The European Union’s proposed Cyber Resilience Act (CRA) raises concerns for the open source industry, potentially impacting innovation and collaboration.
The European Union’s Cyber Resilience Act (CRA) is under scrutiny as open source developers and organisations express worries about its implications for the industry. The proposed regulation aims to enhance cybersecurity and establish common standards for digital products. However, there are significant issues that could hinder the future of open source in the EU and beyond:
Lack of Liability Exemptions: The current form of the CRA fails to provide clear exemptions for open source developers and maintainers. This omission raises questions about potential legal risks and liabilities for vulnerabilities found in open source code used in commercial products.
Discouraging Commercial Support: The CRA’s text may discourage commercial support of open source projects, which heavily rely on contributions from commercial entities. Unclear definitions of commercial activity and limitations on accepting donations could lead to project rejection of significant contributions, undermining collaboration and financial support.
Imperiled Vulnerability Disclosure: The proposed regulation requires immediate disclosure of vulnerabilities to the European Union Agency for Cybersecurity (ENISA), irrespective of the availability of a fix. This approach disregards coordinated disclosure practices, increasing the risk of exploits before security patches are developed.
The legislation is set for a vote in the parliament’s Industry, Research and Energy (ITRE) committee and, if unopposed, may be adopted without a full parliamentary vote. Urgent action is necessary to address the concerns raised:
Public Opposition: Industry bodies, including GitHub, need to voice their opposition to the proposed measure to protect the interests of the open source community.
Engaging European Parliament Members (MEPs): Developers, maintainers, and stakeholders should reach out to MEPs, urging them to investigate the potential consequences and ensure the voices of the open source community are heard.

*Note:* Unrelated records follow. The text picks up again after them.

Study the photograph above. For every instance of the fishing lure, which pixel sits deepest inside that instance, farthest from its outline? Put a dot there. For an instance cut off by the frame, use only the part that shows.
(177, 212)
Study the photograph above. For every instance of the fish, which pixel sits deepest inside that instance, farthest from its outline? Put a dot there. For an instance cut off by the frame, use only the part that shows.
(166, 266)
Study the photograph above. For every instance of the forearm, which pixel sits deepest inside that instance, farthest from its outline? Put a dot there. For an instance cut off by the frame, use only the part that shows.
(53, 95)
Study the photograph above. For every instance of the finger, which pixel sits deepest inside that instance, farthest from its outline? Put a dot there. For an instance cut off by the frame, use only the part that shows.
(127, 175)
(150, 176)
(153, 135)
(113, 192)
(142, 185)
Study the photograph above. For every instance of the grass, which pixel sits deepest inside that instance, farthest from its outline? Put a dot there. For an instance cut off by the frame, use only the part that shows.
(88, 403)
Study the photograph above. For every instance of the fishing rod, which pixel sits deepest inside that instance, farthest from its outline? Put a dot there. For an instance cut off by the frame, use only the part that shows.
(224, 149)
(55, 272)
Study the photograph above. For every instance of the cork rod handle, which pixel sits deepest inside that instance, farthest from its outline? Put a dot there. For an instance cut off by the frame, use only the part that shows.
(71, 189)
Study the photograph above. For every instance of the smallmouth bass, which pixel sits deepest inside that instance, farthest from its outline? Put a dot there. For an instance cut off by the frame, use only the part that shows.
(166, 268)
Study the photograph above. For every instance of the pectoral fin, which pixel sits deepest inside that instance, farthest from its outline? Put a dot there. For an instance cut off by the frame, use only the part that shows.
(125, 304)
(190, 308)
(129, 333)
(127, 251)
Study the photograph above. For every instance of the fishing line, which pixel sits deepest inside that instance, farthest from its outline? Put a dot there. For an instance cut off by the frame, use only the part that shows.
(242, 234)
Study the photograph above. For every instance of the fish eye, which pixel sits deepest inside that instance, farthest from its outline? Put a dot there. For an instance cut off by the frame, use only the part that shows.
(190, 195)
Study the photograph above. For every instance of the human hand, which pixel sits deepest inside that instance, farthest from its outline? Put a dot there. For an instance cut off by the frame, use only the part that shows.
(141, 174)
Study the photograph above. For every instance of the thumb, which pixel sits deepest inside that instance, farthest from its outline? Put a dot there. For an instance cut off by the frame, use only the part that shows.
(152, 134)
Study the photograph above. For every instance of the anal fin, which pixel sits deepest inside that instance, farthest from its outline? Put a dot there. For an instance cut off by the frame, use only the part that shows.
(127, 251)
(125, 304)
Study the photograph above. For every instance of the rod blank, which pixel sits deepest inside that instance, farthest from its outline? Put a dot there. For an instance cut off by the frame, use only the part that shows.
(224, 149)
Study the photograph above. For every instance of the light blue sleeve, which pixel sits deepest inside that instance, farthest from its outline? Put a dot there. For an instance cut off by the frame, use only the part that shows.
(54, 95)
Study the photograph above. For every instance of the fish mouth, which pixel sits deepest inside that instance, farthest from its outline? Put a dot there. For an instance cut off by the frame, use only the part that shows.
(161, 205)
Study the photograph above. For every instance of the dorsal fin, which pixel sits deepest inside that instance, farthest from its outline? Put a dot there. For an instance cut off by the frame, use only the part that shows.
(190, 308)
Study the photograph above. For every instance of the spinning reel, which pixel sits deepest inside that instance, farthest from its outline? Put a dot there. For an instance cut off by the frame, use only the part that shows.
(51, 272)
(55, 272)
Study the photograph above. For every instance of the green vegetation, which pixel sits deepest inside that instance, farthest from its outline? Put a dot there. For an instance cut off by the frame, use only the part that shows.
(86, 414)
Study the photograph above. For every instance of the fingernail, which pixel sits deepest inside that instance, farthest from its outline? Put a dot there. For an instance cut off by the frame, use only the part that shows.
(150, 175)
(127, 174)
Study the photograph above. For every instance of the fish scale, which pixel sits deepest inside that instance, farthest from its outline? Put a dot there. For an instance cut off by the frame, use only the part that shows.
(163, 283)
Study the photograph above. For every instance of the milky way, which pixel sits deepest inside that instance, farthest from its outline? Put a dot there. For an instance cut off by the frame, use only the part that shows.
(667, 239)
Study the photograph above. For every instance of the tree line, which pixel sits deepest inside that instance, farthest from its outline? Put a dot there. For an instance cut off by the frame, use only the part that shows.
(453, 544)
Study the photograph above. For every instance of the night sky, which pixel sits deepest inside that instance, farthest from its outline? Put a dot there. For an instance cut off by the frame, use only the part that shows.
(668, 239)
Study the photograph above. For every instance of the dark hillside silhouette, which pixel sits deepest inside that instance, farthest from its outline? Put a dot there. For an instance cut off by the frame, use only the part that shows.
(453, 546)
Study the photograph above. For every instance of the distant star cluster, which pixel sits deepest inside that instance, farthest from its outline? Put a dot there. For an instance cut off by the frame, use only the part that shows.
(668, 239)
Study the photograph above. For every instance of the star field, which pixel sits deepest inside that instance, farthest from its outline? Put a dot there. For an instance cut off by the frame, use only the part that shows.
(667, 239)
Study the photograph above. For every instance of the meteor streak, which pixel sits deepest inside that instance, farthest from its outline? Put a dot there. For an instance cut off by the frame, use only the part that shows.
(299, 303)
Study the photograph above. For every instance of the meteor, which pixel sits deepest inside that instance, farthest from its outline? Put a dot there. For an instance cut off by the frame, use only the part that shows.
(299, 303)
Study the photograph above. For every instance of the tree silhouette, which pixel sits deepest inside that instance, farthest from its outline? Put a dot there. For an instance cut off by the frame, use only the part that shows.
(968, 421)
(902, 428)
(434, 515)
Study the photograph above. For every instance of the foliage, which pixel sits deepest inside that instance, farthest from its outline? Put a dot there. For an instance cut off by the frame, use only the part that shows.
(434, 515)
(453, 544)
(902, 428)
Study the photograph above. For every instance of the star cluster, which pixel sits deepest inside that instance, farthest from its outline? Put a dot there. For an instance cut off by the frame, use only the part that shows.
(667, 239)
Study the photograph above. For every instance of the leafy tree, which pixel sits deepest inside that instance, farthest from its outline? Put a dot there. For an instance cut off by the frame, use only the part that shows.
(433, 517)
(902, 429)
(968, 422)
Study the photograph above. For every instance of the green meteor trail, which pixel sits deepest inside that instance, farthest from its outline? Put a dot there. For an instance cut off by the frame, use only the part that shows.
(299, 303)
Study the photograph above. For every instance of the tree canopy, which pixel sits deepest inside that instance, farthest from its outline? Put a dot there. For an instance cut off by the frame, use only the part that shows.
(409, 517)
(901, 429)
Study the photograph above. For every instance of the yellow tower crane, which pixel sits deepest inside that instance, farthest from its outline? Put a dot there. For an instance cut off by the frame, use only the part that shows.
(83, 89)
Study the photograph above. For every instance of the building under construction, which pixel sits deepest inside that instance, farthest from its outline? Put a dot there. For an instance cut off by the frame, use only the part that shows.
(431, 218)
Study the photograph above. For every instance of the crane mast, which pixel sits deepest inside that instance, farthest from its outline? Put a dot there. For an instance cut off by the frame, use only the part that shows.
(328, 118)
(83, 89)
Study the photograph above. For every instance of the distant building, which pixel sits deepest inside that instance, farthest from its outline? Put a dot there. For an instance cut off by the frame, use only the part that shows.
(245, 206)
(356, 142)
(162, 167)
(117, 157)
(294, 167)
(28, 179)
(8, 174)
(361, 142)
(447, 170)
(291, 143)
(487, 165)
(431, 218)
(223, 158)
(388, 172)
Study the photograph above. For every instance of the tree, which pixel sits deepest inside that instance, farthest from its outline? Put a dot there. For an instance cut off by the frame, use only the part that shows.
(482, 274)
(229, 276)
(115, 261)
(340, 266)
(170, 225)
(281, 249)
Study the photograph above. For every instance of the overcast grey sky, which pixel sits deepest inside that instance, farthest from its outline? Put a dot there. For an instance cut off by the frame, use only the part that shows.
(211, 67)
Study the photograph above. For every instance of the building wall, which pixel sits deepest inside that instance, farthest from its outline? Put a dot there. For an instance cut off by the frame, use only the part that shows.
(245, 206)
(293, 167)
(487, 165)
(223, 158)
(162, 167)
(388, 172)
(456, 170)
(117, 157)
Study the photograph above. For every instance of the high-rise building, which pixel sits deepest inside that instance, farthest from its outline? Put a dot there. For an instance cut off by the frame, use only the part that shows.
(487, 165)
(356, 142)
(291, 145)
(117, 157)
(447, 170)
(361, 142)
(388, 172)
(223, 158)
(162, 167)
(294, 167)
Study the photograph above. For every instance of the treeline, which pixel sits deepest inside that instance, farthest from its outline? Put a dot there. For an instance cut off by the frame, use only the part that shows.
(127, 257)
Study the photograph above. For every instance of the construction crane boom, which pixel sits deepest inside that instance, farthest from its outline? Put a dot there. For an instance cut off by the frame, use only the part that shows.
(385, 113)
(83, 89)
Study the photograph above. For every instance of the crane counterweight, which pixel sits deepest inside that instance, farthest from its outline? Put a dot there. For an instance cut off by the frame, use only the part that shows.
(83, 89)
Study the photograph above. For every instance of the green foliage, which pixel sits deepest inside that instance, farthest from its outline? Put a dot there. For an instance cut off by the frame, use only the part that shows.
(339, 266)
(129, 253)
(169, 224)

Failure to address these concerns could result in significant ramifications:
Fragmented Community: Penalising open source developers and maintainers may lead to a fragmented community, hindering vital projects across critical sectors such as healthcare and infrastructure.
Restricted Access: Non-EU open source producers may avoid the EU market, limiting access to important projects and repositories.
Diminished Contributions: Concerns about legal risks and liabilities may discourage developers from contributing to and maintaining open source projects, impacting innovation and collaboration.
The open source industry must take immediate action to safeguard the future of open source in the EU and maintain global collaboration and innovation.